Real world's data contains noise and missing data. Those are can be removed with preprocessing techniques. It is essential process to apply data mining algorithms on target data. Frequently used preprocessing techniques are normalization, standardization, data cleaning, and so on.

- Feature Selection

Feature selection is also known as attribute selection and variable selection. It selects a subset of the most relevant features to construct models.

- Classification

Classification is supervised pattern learning technique using labeled training patterns. It constructs rules for classifying new data into the known groups. Well-known classifiers are k-NN, NaiveBayes, decision tree, and so on.

- Clustering

Clustering is unsupervised pattern learning technique. It used for that, finding groups of objects such that the objects in a group will be similar to one another and different from the objects in other groups. There are K-means clustering and Hierarchical clustering as clustering techniques.

- Regression

Regression is a statistical process for estimating the relationships among variables. It used to find a function that best fits(least error) the data point. There are two types of regressions, linear regression and non-linear regression.
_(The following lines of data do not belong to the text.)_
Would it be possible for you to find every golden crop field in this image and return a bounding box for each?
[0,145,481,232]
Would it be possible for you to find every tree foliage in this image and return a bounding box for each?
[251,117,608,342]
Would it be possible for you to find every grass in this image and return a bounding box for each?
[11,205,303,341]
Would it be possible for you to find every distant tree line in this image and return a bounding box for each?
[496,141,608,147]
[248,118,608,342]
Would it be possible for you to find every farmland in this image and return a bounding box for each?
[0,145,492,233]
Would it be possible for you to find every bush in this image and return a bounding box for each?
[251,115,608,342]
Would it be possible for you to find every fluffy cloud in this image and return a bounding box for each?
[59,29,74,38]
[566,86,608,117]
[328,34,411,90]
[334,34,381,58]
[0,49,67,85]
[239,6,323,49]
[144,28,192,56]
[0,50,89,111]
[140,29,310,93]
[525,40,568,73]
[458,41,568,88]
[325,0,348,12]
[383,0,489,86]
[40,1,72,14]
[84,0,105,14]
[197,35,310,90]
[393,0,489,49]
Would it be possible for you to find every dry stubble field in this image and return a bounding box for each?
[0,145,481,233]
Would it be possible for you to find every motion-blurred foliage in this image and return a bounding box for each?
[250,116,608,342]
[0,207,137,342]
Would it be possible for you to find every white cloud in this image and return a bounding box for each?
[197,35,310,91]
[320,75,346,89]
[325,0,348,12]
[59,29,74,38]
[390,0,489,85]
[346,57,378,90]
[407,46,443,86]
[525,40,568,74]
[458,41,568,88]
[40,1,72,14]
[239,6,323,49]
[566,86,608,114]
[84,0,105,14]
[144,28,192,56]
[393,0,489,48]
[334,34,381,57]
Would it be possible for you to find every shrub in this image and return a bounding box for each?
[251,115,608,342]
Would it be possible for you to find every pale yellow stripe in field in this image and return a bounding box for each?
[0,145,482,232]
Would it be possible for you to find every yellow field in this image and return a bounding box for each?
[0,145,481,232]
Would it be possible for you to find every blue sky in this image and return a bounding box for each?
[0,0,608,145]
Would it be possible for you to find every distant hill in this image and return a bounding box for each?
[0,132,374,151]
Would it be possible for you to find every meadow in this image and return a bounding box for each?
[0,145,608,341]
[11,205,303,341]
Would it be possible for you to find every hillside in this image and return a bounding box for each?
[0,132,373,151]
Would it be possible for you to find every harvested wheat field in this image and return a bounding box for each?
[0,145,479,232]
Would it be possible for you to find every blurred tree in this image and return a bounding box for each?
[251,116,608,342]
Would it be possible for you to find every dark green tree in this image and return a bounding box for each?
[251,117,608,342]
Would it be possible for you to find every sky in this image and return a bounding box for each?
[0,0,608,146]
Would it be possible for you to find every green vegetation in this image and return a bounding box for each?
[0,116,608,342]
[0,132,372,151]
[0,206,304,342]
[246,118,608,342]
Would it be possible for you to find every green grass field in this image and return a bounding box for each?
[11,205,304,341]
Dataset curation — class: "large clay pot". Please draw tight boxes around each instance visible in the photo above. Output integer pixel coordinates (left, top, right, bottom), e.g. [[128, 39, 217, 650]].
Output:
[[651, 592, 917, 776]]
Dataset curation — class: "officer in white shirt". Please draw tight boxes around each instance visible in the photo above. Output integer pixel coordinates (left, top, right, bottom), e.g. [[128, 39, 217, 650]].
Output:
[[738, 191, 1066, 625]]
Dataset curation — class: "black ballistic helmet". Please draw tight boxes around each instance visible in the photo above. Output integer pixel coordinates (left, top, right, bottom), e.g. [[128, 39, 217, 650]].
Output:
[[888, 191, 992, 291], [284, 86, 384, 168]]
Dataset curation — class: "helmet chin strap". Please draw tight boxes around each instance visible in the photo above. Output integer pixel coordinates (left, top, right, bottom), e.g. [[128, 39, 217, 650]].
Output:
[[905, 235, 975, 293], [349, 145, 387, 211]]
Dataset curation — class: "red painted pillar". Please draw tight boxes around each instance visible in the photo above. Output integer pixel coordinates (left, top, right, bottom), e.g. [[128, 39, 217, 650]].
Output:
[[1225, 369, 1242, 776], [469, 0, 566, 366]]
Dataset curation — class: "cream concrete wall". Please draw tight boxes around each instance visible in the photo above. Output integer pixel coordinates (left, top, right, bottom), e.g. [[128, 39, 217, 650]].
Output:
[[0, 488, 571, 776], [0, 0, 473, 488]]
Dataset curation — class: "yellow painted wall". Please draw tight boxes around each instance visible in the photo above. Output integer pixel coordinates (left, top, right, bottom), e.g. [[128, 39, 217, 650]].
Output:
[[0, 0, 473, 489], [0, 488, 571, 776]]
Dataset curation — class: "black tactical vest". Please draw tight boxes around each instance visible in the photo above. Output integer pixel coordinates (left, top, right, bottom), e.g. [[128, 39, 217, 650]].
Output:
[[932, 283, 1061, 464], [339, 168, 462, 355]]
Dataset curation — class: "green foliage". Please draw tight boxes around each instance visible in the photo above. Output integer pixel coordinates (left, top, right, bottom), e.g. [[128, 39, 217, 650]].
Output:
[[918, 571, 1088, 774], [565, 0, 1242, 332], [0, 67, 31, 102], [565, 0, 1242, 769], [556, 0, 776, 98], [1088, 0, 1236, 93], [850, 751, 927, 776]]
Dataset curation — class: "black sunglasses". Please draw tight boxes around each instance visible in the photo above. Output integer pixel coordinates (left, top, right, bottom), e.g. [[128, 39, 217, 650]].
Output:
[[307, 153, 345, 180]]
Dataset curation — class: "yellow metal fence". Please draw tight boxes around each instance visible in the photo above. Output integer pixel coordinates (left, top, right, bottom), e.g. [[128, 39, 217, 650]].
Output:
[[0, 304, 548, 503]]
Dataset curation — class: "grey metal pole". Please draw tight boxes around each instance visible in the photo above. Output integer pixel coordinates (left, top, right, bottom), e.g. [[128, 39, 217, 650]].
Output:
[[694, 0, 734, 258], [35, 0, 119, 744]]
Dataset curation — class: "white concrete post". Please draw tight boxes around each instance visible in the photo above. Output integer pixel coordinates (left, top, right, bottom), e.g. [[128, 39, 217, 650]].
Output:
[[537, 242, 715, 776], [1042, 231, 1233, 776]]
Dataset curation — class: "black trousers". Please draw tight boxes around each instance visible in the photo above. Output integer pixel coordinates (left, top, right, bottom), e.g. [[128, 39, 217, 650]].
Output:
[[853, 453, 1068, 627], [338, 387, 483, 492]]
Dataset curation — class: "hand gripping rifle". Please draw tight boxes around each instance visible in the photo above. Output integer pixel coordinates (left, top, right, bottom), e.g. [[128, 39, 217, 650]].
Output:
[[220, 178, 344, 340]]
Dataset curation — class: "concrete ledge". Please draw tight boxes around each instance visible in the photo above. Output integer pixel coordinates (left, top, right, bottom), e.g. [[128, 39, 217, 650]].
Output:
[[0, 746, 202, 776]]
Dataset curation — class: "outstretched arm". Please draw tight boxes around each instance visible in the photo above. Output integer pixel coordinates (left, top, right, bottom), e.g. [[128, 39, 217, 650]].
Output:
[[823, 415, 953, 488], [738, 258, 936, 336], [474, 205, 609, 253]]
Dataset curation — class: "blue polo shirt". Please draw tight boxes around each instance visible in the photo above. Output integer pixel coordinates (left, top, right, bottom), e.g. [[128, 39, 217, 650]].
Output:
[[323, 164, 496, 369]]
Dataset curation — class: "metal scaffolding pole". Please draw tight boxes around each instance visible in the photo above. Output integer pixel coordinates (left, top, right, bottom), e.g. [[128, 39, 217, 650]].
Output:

- Association(Rule mining)

With given a set of transactions, it finds rules that will predic the occurrence of an item based on the occurrences of other items in the transaction. Apriori algorithm is one of famous algorithm for rule mining.

Weka is a collection of machine learning algorithms for data mining tasks. The algorithms can either be applied directly to a dataset or called from your own Java code. Weka contains tools for data pre-processing, classification, regression, clustering, association rules, and visualization. It is also well-suited for developing new machine learning schemes. Weka is open source software issued under the GNU General Public License.

Download link : http://www.cs.waikato.ac.nz/ml/weka/

- R

R is a language and environment for statistical computing and graphics. R provides a wide variety of statistical (linear and nonlinear modelling, classical statistical tests, time-series analysis, classification, clustering, ...) and graphical techniques, and is highly extensible.

Download link : http://www.r-project.org/

- Etc.

There are many other tools for data mining, such as RapidMiner, KNIME, Rattle, and so on.